Around the church, Mülln keeps the feel of the riverside village it once was: narrow older streets, the long monastery and brewery buildings, the big hospital complex, and the everyday business of a district that the tourist tide largely passes by. That blend of the monumental and the mundane — a centuries-old beer hall, a pilgrimage church, a working hospital, ordinary apartment streets — is precisely what makes Mülln feel real. It is a slice of genuine Salzburg life that happens to sit five minutes from the most photographed lanes in the country.

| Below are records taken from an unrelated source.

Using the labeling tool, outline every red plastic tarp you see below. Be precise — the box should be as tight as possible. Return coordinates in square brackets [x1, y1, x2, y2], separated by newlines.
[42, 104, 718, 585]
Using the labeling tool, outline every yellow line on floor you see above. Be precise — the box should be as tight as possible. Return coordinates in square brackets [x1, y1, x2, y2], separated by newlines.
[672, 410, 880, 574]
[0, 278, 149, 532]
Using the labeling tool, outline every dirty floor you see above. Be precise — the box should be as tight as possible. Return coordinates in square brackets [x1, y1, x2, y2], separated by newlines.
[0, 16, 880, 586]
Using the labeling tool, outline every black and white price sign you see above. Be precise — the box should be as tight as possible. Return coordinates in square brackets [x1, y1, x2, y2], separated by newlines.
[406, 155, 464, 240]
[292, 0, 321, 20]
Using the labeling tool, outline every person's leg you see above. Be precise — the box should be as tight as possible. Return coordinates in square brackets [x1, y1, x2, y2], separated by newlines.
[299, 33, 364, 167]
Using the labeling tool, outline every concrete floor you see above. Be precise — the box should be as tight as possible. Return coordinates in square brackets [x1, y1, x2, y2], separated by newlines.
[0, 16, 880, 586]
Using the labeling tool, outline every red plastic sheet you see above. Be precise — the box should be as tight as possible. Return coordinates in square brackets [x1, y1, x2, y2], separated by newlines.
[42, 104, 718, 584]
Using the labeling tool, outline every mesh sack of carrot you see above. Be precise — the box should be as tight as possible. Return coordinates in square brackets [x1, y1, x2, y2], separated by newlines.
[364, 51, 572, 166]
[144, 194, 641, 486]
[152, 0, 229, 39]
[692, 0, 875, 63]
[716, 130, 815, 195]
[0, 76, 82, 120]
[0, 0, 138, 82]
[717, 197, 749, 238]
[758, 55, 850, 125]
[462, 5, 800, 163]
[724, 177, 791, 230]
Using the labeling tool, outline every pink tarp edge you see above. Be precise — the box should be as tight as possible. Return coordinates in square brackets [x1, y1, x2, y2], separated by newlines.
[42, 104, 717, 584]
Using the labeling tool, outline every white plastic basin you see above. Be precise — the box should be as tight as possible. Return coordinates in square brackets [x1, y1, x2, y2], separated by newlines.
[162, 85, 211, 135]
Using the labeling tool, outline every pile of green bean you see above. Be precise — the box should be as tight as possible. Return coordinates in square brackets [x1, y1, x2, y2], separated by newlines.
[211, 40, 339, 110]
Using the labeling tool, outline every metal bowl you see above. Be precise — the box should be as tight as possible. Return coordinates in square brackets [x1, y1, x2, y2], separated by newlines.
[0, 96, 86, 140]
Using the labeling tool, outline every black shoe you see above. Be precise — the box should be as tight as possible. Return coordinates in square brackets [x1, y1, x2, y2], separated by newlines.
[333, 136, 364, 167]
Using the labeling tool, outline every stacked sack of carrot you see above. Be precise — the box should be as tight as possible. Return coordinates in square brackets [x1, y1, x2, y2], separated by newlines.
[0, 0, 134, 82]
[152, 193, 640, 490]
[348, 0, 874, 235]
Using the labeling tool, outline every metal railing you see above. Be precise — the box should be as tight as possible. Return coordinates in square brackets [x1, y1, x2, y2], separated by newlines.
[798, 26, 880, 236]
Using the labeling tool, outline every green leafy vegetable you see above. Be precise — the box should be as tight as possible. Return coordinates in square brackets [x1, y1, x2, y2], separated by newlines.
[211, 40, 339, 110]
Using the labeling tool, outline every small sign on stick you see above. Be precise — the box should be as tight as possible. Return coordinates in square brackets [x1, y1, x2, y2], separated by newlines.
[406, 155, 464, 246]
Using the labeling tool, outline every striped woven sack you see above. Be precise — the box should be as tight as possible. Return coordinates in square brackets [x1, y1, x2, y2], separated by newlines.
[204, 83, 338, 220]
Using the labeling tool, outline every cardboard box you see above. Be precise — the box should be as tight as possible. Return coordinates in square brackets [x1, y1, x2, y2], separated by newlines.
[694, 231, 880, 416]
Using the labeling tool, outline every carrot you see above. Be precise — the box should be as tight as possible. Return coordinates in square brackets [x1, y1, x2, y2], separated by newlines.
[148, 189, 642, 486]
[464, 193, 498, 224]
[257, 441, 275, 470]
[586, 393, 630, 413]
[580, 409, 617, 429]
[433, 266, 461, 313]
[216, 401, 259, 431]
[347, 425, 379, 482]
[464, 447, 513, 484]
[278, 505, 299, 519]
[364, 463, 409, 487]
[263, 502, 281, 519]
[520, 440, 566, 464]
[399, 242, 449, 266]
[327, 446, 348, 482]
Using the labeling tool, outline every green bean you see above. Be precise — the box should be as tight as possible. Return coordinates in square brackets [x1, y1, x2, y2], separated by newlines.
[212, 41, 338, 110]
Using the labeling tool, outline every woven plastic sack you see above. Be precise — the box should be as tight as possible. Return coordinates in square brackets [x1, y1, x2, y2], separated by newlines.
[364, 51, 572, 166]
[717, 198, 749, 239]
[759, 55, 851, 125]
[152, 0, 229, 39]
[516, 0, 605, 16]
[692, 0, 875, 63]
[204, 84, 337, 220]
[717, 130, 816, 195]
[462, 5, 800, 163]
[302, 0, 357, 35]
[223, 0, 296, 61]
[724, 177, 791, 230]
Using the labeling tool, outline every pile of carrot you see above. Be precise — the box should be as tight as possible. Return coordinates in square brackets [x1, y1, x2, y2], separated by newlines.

Practical notes for visiting and staying
A handful of practicalities help. The single most important is the Augustiner Bräustübl's idiosyncratic schedule: as a monastery institution it keeps limited, particular hours — typically opening in the afternoon and running into the evening, with its own days off — so always check the current times before planning your day around it rather than trusting a fixed figure. Cash is handy for the food stalls, and the beer-hall ritual (rinse your stone Krug, pay, fill it from the barrel) is part of the fun once you know the steps. The garden is at its best on a warm evening; the vaulted stone halls are the cosy fallback in poor weather.
For getting around, Mülln is genuinely convenient despite feeling tucked away: the level riverside path delivers you into the Old Town in ten to fifteen minutes, frequent buses run along the main roads, and overnight guests' Guest Mobility Ticket covers regional transport. The streets are mostly flat and easy, with only the optional Mönchsberg paths involving any climb. Wear comfortable shoes if you mean to combine the ridge with the beer hall, keep an eye on the church's visiting times if you want to look inside, and otherwise let Mülln set its own unhurried, riverside pace.